Me, I think I’m getting ulcers.
Anyway, he looked in my direction, his face a question. "Yeah?"
I didn’t know what I had intended to say. After a moment, I blurted out, "You really should put on your shoulder straps."
"What for?" he replied in that too-smooth voice of his. "If the programmed stasis delay works, it won’t matter if I’m standing on my head when they rev up the Huang Effect.
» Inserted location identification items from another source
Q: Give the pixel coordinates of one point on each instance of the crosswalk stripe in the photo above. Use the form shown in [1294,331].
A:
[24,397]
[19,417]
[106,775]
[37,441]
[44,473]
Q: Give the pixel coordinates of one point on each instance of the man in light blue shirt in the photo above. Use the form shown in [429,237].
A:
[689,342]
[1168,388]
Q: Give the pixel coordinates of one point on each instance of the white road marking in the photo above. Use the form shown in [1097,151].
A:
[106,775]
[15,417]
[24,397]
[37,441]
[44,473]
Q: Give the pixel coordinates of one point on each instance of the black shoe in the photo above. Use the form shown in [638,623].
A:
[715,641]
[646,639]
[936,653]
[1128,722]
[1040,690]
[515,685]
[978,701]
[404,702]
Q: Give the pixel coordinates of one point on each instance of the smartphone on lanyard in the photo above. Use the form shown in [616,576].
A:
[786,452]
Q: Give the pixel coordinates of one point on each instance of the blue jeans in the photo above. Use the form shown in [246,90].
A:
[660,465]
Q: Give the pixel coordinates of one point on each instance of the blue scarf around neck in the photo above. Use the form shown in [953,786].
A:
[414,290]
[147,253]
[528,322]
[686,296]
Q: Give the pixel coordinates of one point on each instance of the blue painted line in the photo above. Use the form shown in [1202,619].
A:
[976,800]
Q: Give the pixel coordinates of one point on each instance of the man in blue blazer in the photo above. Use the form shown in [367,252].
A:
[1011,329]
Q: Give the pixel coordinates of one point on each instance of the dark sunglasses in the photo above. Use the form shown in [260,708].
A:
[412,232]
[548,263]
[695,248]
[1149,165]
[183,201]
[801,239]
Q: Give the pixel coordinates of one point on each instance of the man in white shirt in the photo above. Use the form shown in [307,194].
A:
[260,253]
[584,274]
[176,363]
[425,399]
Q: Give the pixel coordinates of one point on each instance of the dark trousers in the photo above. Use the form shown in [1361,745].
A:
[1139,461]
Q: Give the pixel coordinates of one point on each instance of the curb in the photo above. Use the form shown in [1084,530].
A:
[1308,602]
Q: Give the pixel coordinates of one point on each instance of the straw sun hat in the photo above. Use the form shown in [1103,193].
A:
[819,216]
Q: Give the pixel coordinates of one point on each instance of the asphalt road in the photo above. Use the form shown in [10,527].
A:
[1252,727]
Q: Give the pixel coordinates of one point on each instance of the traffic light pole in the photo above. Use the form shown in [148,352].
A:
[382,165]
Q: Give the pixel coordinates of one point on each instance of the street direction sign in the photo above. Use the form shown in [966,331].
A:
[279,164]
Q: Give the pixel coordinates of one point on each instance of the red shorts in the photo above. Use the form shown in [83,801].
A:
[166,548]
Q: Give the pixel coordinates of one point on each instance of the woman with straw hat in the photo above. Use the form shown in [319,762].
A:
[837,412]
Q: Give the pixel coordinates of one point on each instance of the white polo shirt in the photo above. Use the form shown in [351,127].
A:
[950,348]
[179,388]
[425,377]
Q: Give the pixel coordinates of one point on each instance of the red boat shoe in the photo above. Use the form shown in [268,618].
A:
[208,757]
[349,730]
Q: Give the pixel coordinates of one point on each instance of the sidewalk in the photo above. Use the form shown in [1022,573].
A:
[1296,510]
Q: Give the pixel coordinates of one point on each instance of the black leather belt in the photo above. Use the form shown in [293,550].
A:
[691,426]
And if it doesn’t work…" He shrugged. "Well, man, those straps will slice you like a hard-boiled egg."
Typical. I sighed and pulled my straps tighter, the thick nylon bands reassuringly solid. I saw him smile, just a bit — but also just enough so that he could be sure that I would see the smile, the patronizing expression.
A crackle of static from the radio speaker fought to be heard above the sounds of the helicopter, then: "Brandy, Miles, are you ready?" It was the precise voice of Ching-Mei Huang herself, measured, monotonal, clicking over the consonants like a series of circuit breakers.
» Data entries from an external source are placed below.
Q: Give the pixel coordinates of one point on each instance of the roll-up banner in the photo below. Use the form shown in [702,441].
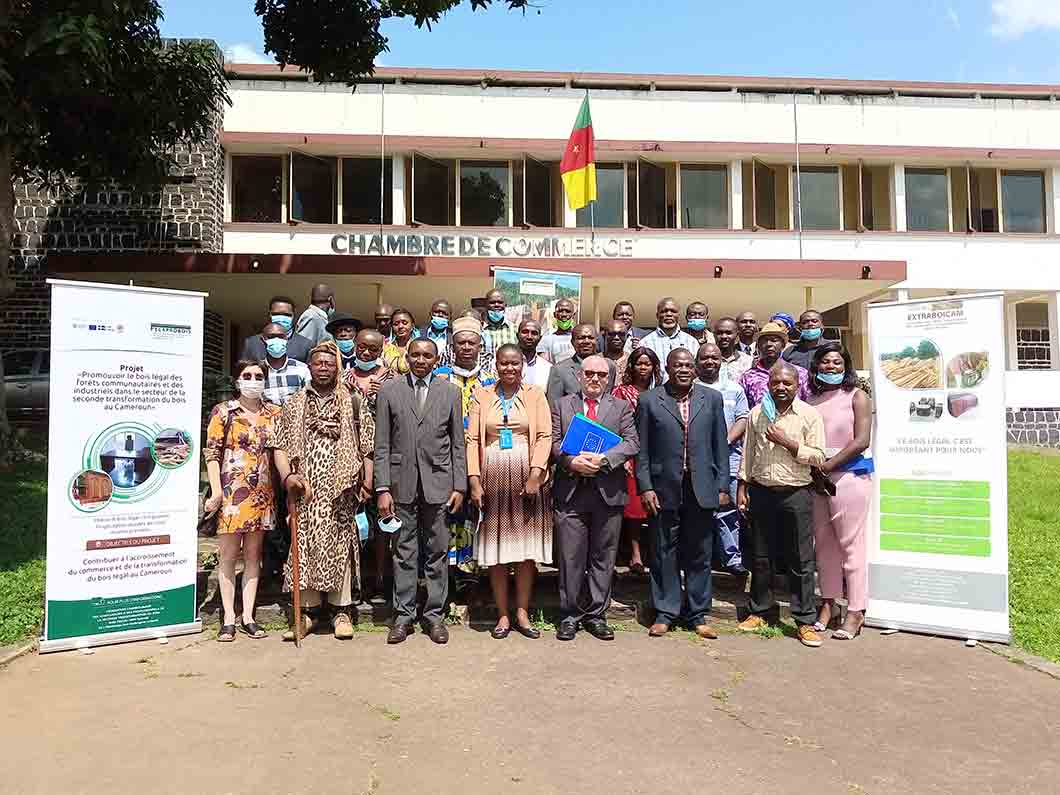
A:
[125,405]
[938,551]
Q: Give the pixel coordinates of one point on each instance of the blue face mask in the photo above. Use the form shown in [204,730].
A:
[276,347]
[769,407]
[366,366]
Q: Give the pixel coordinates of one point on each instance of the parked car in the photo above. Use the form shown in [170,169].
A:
[25,384]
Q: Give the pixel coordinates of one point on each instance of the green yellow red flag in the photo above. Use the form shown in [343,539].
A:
[578,166]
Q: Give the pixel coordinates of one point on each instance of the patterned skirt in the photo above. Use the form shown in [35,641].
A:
[513,528]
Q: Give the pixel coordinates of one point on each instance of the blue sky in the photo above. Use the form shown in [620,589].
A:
[963,40]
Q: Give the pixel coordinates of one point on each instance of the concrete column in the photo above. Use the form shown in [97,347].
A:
[898,197]
[399,190]
[1053,200]
[736,194]
[1054,304]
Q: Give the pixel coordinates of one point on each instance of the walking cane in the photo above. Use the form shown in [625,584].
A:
[296,579]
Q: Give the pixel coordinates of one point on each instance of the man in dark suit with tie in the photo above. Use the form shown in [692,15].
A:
[682,475]
[421,475]
[281,312]
[588,496]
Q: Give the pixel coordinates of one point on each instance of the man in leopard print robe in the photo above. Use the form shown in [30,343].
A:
[323,453]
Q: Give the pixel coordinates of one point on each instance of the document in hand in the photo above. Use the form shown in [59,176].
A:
[585,436]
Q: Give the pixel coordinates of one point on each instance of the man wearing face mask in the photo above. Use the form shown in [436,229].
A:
[698,322]
[282,313]
[343,329]
[496,332]
[438,330]
[558,346]
[313,323]
[285,375]
[811,328]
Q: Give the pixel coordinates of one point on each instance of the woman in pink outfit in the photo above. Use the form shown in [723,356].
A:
[840,522]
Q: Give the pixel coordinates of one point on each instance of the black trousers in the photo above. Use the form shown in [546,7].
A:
[586,540]
[423,526]
[781,520]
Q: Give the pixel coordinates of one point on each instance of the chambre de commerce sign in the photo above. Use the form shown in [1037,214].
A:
[416,244]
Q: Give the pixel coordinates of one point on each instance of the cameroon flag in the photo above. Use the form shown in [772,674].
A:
[578,166]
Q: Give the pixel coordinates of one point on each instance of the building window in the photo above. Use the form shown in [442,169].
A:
[608,209]
[363,194]
[313,198]
[1023,200]
[434,198]
[537,200]
[257,189]
[818,199]
[926,200]
[484,197]
[704,196]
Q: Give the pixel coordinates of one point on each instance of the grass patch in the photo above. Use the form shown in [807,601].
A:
[23,495]
[1034,551]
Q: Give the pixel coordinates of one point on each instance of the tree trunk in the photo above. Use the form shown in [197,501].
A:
[6,283]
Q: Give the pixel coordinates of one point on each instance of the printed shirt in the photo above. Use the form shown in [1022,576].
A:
[282,383]
[558,346]
[735,367]
[767,463]
[663,343]
[756,383]
[736,408]
[498,335]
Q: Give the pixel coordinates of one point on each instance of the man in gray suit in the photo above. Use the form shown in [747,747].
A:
[588,497]
[421,475]
[683,477]
[564,377]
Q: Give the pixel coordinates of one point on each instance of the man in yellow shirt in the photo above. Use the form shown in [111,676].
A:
[784,439]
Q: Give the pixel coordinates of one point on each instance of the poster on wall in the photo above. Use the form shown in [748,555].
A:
[938,550]
[123,474]
[532,294]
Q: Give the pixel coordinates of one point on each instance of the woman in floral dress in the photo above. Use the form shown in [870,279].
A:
[240,466]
"Ready and waiting," Klicks said, jaunty.
"Let’s get it over with," I said.
"Brandy, are you okay?" asked Ching-Mei.
"I’m fine," I lied, wishing I had a bucket to throw up into. The swaying back and forth was getting to me. "Just do it, will you?"
"As you say," she replied. "Sixty seconds to Throwback. Good luck — and God protect." I was sure that little reference to God was for the sake of the network cameras. Ching-Mei was an atheist; she only had faith in empirical data, in experimental results.
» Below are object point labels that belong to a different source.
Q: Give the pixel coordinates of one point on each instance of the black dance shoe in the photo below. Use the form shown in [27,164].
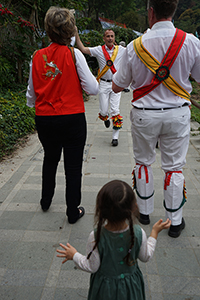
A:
[81,214]
[144,219]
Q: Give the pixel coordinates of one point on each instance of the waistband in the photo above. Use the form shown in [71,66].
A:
[107,80]
[165,108]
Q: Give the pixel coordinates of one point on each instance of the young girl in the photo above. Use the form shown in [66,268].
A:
[114,246]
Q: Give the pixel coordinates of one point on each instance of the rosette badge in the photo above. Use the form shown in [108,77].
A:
[162,73]
[109,63]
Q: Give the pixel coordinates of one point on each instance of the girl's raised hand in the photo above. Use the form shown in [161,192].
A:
[67,253]
[159,226]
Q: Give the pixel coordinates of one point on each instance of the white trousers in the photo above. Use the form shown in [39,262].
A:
[172,128]
[108,98]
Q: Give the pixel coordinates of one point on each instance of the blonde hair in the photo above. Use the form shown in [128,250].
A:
[59,25]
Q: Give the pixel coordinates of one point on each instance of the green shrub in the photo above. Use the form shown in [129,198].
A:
[16,120]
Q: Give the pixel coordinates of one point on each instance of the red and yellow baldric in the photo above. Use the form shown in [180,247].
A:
[161,70]
[109,61]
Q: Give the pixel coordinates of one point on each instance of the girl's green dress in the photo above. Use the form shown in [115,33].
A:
[115,280]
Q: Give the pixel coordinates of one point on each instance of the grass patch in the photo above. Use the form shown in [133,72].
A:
[16,120]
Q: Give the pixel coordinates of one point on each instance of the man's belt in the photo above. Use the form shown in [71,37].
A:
[164,108]
[107,80]
[109,61]
[161,70]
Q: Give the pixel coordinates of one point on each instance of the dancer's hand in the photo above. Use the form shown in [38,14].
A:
[67,253]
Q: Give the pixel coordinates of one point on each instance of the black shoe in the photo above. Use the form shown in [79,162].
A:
[175,230]
[114,143]
[44,207]
[144,219]
[107,123]
[81,214]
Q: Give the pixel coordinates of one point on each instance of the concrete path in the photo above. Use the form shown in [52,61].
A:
[29,268]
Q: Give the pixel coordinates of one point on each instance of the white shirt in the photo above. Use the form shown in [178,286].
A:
[98,53]
[88,82]
[156,41]
[92,264]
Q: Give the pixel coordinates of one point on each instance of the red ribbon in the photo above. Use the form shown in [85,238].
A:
[107,57]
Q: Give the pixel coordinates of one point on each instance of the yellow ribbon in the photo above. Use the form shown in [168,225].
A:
[152,64]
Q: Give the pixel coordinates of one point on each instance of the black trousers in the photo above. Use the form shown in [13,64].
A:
[67,133]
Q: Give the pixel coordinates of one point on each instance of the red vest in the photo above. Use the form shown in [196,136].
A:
[56,83]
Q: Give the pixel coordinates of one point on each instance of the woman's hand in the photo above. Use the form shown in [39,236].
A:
[67,253]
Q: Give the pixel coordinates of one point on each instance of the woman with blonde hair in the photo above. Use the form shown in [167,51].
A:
[58,73]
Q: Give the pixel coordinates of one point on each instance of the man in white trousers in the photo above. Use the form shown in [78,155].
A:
[108,57]
[158,66]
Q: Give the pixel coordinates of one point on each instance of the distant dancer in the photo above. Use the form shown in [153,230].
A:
[59,108]
[114,247]
[108,57]
[123,44]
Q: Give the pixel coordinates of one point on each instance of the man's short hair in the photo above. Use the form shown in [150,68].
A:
[163,9]
[109,29]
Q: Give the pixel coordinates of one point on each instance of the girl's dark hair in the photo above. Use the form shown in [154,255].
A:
[115,203]
[59,25]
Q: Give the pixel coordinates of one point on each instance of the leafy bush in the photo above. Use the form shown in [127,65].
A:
[16,120]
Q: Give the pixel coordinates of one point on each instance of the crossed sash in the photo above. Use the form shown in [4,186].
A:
[161,70]
[109,62]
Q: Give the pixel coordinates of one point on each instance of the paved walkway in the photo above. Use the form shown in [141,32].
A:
[29,268]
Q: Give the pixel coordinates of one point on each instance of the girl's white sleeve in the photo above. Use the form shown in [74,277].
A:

I took a deep breath and looked around the small room. His Majesty’s Canadian Timeship Charles Hazelius Sternberg. Great name, eh? We’d had a list of about a dozen paleontologists we could have honored, but old Charlie won out because, in addition to his pioneering fossil hunting in Alberta, he’d actually written a science-fiction story about time travel, published in 1917. The PR people loved that.